Now make a request to the APIM endpoint and verify that the response is returned correctly for all models.

# gpt-35-turbo
curl "https://my-cool-apim-us1.azure-api.net/openai-test/openai/deployments/gpt-35-turbo/chat/completions?api-version=2023-05-15" \
-H "Content-Type: application/json" \
-d '{"messages": [{"role": "user", "content": "Tell me about Azure OpenAI Service."}]}'Verify that retries are working

# text-embedding-ada-002
curl "https://my-cool-apim-us1.azure-api.net/openai-test/openai/deployments/text-embedding-ada-002/embeddings?api-version=2023-05-15" \
-H "Content-Type: application/json" \
-d '{"input": "Sample Document goes here"}'

# gpt-35-turbo-16k
curl "https://my-cool-apim-us1.azure-api.net/openai-test/openai/deployments/gpt-35-turbo-16k/chat/completions?api-version=2023-05-15" \
-H "Content-Type: application/json" \
-d '{"messages": [{"role": "user", "content": "Tell me about Azure OpenAI Service."}]}'

Did you get all the expected responses? Good!

After verifying with the curl command, use APIM’s “Test” to verify that all models are returning responses from the origin group as expected (see previous entry for details). For example, requests for “gpt-35-turbo” should receive responses from all AOAI resources, “text-embedding-ada-002” from Canada, Europe and France, and “gpt-35-turbo-16k” from Australia, Japan and US2.

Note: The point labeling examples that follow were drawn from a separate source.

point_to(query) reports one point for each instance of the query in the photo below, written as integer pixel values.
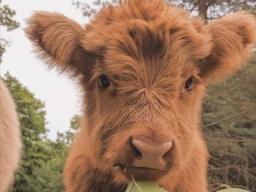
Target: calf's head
(143, 67)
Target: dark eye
(189, 84)
(104, 81)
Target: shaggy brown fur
(157, 62)
(10, 141)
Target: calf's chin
(143, 67)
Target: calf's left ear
(233, 37)
(58, 40)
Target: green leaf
(144, 186)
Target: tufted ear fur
(233, 37)
(57, 39)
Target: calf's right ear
(58, 40)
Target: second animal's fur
(143, 66)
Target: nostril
(135, 150)
(168, 153)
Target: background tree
(7, 22)
(229, 115)
(43, 160)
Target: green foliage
(7, 21)
(43, 160)
(230, 127)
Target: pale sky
(59, 94)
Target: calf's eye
(103, 81)
(188, 86)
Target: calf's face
(143, 67)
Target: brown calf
(10, 141)
(143, 67)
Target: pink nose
(151, 156)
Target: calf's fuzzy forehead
(148, 44)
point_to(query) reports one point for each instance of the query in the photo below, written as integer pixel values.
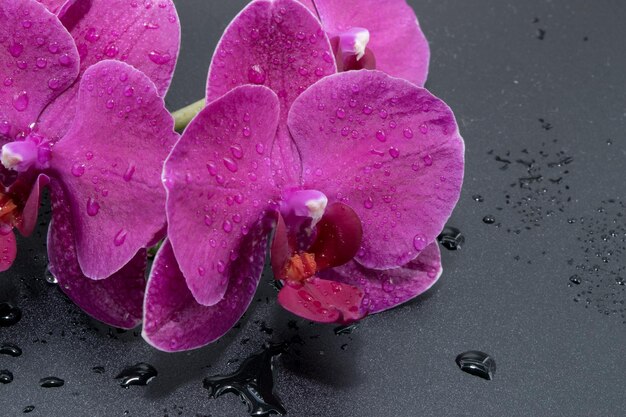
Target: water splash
(253, 382)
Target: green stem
(183, 116)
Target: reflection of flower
(374, 150)
(95, 130)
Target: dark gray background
(501, 66)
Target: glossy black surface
(535, 81)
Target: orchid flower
(75, 117)
(375, 34)
(382, 166)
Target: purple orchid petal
(218, 183)
(31, 208)
(145, 35)
(38, 61)
(322, 301)
(54, 6)
(173, 319)
(279, 44)
(396, 40)
(116, 300)
(390, 150)
(8, 248)
(110, 165)
(389, 288)
(338, 237)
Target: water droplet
(92, 207)
(78, 169)
(159, 58)
(16, 49)
(253, 381)
(477, 363)
(419, 243)
(256, 75)
(65, 60)
(120, 237)
(20, 101)
(130, 171)
(51, 382)
(9, 315)
(10, 349)
(6, 376)
(230, 164)
(138, 374)
(451, 238)
(575, 279)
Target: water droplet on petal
(20, 101)
(92, 207)
(159, 58)
(120, 237)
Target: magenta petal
(110, 164)
(8, 248)
(38, 61)
(322, 301)
(218, 183)
(398, 44)
(338, 236)
(117, 300)
(389, 288)
(394, 154)
(174, 321)
(54, 6)
(145, 35)
(279, 44)
(31, 208)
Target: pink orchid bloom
(382, 182)
(356, 173)
(75, 117)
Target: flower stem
(183, 116)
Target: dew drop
(419, 243)
(120, 237)
(477, 363)
(230, 164)
(256, 75)
(9, 315)
(78, 169)
(51, 382)
(159, 58)
(20, 101)
(92, 207)
(451, 238)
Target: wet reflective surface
(506, 292)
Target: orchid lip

Make sure retries are working

Finally, let’s confirm that the retry on error used in the previous entry works well in combination with Front Door. Using this entry as a reference, select the “my-endpoint-australia” AOAI resource from the “gpt-35-turbo-16k” origin group and delete the “Cognitive Services OpenAI User” role from the APIM’s Managed Identity. This mimics that there is some trouble with the resource in question.

Several requests to “gpt-35-turbo-16k” always returned HTTP 200 on the surface, but a closer look at Trace showed that HTTP 401 errors occurred when “my-endpoint-australia” was selected as the backend.

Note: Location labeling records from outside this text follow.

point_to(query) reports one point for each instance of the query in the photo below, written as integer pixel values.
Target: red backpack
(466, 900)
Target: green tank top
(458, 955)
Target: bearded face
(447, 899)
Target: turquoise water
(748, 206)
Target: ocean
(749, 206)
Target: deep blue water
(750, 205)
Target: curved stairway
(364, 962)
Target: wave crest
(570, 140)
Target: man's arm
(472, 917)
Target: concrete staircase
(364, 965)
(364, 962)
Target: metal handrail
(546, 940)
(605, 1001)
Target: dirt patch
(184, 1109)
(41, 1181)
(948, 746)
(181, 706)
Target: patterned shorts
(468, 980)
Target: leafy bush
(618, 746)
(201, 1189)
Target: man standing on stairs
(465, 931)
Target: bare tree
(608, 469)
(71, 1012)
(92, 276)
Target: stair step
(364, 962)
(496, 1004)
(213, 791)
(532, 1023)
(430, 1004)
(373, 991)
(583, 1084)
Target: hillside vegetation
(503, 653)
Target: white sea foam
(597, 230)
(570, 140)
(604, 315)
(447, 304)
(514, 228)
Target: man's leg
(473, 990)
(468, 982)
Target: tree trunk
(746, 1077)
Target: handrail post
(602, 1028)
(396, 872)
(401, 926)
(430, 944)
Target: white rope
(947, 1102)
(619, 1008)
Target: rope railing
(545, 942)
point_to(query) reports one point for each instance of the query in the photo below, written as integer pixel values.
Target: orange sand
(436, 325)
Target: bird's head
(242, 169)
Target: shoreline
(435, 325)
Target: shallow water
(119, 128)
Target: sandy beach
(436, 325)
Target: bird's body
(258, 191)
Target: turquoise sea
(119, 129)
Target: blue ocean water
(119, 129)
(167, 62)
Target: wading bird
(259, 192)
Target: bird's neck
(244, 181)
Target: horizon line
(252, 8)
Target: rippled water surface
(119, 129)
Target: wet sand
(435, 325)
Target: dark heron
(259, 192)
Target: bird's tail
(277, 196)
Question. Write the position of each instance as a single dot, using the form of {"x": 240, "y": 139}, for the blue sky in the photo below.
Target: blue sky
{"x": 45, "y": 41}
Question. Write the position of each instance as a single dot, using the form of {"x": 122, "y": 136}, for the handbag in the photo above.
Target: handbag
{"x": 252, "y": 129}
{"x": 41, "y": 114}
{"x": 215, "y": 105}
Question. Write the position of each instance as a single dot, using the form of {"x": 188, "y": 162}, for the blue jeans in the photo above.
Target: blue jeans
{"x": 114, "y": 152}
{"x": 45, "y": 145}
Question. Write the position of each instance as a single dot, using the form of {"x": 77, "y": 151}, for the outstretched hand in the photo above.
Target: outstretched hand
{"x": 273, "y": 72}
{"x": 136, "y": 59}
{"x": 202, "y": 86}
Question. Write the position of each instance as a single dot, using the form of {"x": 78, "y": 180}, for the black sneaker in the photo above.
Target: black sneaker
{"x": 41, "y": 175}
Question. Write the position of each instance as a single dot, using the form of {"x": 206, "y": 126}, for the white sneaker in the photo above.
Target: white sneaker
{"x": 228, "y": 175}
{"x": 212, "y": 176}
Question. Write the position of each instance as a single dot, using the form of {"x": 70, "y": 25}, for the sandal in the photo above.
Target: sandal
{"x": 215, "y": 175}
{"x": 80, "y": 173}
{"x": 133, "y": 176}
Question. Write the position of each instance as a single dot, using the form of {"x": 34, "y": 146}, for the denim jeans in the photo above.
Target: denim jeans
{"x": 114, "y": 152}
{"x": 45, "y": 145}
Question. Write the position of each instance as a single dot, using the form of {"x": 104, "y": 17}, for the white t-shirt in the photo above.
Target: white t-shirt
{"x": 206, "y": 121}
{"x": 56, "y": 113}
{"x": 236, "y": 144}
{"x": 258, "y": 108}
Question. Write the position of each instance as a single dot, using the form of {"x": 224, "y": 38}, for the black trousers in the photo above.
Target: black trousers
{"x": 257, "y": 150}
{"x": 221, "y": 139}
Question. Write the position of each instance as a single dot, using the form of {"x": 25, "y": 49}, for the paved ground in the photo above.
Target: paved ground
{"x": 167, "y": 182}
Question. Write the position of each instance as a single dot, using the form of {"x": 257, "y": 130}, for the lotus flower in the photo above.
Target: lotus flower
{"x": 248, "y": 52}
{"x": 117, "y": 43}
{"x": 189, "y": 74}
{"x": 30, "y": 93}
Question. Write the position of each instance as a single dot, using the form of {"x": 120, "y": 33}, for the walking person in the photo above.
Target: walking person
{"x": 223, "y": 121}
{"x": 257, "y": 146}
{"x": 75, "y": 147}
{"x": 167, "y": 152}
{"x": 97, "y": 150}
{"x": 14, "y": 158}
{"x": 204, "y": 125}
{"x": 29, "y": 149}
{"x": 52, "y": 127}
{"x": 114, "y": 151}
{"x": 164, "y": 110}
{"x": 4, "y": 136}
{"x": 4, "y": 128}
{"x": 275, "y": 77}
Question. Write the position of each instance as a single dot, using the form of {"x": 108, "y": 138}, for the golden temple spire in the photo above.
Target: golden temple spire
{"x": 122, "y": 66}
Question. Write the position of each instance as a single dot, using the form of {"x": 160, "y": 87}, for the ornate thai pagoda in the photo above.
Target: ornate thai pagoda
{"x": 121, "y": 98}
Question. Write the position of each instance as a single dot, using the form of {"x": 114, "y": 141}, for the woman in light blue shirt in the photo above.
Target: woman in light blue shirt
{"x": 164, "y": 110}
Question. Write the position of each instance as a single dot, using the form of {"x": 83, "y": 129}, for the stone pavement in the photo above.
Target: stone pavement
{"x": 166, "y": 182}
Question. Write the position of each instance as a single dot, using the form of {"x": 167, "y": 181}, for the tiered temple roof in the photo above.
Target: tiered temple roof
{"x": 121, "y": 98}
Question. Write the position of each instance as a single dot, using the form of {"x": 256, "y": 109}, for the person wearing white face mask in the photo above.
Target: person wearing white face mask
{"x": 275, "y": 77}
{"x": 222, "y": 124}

Upon receiving an error, APIM’s <retry> policy automatically retries up to 5 times.

When another resource was selected from the origin group, the request succeeded and HTTP 200 was returned as the response.

The current <retry> policy is set to unconditionally retry over HTTP 300. This allows for automatic retries with backend errors and even Rate Limit.

Conclusion

In this entry, we understood an intuitive way to perform back-end load balancing by using a load balancer called Azure Front Door. We also confirmed that this method can easily distribute requests to different origin groups depending on the URL paths. Finally, we confirmed that this approach using Front Door can also be combined with APIM’s <retry> policy to ensure redundancy.

I hope this article inspires ideas for you to configure your AOAI resources using the various services in Azure. Enjoy!